Le zéro n’est pas un nombre, ni l’Unisson un Intervalle ; mais l’Unisson est à la série des Intervalles, ce qu’est le zéro à la série des nombres ; c’est le terme d’où ils partent, c’est le point de leur commencement.

Ce qui constitue l’Unisson, c’est l’égalité du nombre des Vibrations faites en tems égaux par deux Sons. Dès qu’il y a inégalité entre les nombres de ces Vibrations, il y a Intervalle entre les Sons qui les donnent. (Voyez CORDE, VIBRATION.)

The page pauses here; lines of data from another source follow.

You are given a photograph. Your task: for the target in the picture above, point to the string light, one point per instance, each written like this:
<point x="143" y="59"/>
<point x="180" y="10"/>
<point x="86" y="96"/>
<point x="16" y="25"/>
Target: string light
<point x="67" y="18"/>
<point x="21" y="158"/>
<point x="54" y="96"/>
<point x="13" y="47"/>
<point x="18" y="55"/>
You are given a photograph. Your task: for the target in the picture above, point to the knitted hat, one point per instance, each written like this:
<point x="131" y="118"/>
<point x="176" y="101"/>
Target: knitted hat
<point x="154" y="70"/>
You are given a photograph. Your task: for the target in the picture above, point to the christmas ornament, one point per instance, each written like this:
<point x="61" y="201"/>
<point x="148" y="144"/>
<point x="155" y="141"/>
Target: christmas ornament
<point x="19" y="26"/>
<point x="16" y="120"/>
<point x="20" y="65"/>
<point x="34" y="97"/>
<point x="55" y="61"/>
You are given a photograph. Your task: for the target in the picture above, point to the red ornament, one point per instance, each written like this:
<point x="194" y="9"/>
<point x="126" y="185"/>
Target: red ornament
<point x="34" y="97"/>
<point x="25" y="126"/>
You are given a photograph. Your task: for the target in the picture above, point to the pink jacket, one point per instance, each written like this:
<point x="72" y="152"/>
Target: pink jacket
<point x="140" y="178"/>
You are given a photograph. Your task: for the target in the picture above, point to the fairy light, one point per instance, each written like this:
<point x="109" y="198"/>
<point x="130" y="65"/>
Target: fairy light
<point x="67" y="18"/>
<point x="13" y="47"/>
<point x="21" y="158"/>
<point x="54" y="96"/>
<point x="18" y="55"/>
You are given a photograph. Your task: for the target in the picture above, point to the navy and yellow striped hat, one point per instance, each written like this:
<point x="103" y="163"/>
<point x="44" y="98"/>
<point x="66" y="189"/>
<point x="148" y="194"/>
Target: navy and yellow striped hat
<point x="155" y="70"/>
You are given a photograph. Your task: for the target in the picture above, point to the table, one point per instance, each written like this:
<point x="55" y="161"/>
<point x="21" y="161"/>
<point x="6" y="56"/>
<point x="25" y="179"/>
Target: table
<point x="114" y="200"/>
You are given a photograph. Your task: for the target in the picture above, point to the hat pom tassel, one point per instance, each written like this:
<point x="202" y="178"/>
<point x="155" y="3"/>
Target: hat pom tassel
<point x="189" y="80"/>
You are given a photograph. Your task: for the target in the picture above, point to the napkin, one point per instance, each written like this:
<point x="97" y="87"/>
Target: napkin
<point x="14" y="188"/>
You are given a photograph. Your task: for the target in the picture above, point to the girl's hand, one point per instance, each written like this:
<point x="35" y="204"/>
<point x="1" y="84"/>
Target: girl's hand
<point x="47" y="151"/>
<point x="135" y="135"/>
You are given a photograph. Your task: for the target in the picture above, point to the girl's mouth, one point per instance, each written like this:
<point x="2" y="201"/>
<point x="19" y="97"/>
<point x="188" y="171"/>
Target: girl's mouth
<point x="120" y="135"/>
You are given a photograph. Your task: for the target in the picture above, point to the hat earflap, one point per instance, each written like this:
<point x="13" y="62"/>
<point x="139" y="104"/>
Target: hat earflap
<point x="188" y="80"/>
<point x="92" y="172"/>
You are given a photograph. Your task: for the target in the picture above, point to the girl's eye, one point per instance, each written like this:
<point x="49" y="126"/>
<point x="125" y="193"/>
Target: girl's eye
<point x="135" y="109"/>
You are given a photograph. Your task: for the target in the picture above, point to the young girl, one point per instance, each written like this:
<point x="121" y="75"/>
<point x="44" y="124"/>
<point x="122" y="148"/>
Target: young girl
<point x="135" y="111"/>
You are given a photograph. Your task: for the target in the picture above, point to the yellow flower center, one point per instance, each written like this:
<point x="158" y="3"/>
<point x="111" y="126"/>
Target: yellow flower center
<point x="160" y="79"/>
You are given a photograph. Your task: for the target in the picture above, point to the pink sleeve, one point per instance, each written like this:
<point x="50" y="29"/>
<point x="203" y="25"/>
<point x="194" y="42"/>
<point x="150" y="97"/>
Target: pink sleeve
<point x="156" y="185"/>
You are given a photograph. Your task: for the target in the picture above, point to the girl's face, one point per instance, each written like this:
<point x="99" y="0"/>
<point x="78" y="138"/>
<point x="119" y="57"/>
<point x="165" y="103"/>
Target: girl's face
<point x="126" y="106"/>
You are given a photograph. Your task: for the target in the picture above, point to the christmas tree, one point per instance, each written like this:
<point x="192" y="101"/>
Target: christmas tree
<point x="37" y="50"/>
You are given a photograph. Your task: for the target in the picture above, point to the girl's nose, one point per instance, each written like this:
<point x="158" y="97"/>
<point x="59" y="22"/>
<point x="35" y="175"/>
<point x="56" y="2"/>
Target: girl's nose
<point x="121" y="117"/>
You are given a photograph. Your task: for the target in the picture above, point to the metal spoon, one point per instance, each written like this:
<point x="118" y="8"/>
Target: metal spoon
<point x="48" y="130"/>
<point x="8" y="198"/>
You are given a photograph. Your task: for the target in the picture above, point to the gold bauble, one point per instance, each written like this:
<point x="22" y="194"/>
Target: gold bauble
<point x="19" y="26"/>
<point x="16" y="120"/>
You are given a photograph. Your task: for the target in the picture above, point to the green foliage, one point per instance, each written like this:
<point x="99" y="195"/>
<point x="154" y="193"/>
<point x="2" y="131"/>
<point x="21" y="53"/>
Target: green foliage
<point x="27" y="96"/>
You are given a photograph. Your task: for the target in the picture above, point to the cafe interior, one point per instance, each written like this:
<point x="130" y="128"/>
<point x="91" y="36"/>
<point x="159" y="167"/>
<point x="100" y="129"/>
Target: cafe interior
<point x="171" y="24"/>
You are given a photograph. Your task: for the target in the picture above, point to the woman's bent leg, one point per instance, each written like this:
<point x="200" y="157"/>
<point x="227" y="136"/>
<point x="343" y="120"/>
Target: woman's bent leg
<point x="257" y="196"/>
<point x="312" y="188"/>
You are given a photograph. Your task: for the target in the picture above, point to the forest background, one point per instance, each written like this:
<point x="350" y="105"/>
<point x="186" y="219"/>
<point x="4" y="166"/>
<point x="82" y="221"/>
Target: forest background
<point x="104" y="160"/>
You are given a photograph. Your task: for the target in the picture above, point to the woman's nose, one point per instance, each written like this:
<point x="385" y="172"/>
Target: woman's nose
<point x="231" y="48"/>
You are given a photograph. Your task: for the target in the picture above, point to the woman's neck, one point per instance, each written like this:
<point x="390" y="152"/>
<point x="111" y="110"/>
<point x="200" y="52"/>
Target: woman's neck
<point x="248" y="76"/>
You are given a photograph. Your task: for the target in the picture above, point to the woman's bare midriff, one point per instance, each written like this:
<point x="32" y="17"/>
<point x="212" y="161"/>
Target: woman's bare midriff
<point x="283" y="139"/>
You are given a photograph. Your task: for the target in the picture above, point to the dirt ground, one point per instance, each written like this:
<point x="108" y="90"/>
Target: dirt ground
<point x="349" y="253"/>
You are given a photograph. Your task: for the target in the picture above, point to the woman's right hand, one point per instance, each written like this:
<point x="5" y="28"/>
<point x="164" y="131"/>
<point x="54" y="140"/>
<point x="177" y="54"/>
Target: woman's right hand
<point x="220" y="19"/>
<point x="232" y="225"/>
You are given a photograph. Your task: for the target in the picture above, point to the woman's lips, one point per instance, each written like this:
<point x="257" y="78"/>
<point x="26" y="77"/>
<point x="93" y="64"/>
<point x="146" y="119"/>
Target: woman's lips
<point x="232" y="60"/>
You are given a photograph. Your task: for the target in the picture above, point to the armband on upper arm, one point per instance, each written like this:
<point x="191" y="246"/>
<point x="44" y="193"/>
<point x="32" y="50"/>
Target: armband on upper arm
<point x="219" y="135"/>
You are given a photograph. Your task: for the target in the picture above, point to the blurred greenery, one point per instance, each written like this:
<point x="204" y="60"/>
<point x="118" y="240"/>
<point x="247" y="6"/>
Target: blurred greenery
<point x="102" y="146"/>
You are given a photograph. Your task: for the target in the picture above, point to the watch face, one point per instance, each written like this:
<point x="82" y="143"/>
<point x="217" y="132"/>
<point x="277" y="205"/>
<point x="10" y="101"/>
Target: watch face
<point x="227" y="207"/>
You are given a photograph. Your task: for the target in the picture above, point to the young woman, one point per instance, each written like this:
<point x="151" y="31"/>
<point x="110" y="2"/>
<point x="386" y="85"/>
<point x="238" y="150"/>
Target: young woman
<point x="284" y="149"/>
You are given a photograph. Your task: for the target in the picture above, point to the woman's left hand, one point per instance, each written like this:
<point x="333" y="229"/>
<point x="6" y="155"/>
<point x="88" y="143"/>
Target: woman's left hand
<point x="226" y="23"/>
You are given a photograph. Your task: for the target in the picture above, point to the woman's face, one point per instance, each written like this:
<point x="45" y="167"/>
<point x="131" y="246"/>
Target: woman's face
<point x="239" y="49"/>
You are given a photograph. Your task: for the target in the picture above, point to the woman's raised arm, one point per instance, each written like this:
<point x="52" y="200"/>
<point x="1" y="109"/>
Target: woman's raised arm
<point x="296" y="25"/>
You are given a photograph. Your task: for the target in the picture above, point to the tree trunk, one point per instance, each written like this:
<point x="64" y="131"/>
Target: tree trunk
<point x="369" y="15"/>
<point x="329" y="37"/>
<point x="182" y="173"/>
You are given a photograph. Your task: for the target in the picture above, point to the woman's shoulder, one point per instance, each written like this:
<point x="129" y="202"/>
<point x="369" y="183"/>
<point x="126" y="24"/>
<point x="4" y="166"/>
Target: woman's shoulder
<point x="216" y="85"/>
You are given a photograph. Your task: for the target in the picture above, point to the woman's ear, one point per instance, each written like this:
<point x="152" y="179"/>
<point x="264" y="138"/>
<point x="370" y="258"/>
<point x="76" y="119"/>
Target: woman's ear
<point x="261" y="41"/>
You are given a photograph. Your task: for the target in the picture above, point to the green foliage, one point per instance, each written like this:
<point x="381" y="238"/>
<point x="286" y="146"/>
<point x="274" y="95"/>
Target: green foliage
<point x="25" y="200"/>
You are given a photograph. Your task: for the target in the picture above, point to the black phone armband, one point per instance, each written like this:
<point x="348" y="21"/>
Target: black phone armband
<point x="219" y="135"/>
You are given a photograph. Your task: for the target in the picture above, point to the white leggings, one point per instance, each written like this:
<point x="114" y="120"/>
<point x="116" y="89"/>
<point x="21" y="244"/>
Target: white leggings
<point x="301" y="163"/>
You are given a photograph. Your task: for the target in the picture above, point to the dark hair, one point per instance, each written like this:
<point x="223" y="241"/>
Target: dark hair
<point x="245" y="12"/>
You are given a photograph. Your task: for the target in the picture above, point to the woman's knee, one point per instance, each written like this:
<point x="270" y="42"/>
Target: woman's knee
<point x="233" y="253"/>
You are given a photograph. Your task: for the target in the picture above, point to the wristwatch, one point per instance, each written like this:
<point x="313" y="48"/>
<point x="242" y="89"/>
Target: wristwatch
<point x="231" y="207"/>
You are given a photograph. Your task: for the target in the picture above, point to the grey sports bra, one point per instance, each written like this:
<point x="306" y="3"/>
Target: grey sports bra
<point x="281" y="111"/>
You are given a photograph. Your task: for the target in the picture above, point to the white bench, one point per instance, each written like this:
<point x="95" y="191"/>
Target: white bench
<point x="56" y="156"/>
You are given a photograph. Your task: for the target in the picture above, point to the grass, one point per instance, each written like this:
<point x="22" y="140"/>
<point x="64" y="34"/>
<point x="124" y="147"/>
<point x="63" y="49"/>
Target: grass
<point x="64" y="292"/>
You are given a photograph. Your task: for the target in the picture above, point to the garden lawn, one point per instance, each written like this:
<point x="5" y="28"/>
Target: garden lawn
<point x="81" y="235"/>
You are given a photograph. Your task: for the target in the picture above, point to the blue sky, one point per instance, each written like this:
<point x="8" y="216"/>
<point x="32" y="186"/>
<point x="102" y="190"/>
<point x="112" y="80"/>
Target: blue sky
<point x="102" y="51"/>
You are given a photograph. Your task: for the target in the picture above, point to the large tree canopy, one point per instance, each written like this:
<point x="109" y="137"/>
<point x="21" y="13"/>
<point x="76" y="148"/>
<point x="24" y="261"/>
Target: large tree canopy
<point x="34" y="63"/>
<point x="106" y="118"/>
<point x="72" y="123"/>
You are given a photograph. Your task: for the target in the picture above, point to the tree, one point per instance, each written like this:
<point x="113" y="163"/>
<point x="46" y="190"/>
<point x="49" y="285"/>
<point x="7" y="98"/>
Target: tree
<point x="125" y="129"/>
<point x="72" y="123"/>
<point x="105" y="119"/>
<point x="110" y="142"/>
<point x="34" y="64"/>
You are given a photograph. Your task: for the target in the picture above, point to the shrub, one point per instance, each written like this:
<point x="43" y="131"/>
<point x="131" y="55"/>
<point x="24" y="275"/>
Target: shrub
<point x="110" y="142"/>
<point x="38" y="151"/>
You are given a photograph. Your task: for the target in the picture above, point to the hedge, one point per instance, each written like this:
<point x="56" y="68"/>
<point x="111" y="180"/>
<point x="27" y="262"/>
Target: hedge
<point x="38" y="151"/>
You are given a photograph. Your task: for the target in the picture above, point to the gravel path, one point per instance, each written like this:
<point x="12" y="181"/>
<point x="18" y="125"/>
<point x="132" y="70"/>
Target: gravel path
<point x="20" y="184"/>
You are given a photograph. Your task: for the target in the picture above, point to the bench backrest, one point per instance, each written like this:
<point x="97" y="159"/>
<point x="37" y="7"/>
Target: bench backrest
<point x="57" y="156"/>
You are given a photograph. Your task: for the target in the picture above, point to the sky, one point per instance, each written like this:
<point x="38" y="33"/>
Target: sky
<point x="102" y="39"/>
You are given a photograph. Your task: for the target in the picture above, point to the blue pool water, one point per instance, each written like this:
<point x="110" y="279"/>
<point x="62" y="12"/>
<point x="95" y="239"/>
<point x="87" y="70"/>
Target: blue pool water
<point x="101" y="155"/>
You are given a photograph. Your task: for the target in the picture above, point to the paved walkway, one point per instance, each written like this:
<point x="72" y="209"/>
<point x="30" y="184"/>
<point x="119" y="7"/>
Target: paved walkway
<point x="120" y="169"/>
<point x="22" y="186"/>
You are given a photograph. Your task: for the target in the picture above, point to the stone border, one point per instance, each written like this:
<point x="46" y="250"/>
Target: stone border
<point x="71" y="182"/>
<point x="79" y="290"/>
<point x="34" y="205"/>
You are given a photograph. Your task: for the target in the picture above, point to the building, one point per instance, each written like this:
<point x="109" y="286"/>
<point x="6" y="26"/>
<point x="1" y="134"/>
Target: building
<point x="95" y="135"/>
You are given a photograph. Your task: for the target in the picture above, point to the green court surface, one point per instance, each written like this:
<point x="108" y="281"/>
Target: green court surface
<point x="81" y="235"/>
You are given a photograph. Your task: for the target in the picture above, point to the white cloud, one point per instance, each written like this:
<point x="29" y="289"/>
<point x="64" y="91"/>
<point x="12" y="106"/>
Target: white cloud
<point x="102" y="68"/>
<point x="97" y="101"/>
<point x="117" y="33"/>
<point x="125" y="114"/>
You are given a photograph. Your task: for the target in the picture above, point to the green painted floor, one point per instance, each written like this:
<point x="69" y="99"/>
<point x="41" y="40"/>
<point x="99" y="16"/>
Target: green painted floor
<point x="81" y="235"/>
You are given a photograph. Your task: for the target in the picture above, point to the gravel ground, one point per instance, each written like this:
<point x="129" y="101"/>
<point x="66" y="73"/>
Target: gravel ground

On s’est beaucoup tourmenté pour savoir si l’Unisson étoit une Consonnance. Aristote prétend que non, Muris assure que si, & le P. Mersenne se range à ce dernier avis. Comme cela dépend de la définition du mot Consonnance, je ne vois pas quelle dispute il peut y avoir là-dessus. Si l’on n’entend par ce mot Consonnance qu’une union de deux Sons agréables à loreille, l’Unisson sera Consonnance assurément ; mais si l’on y ajoute de plus une différence du grave à l’aigu, il est clair qu’il ne le sera pas.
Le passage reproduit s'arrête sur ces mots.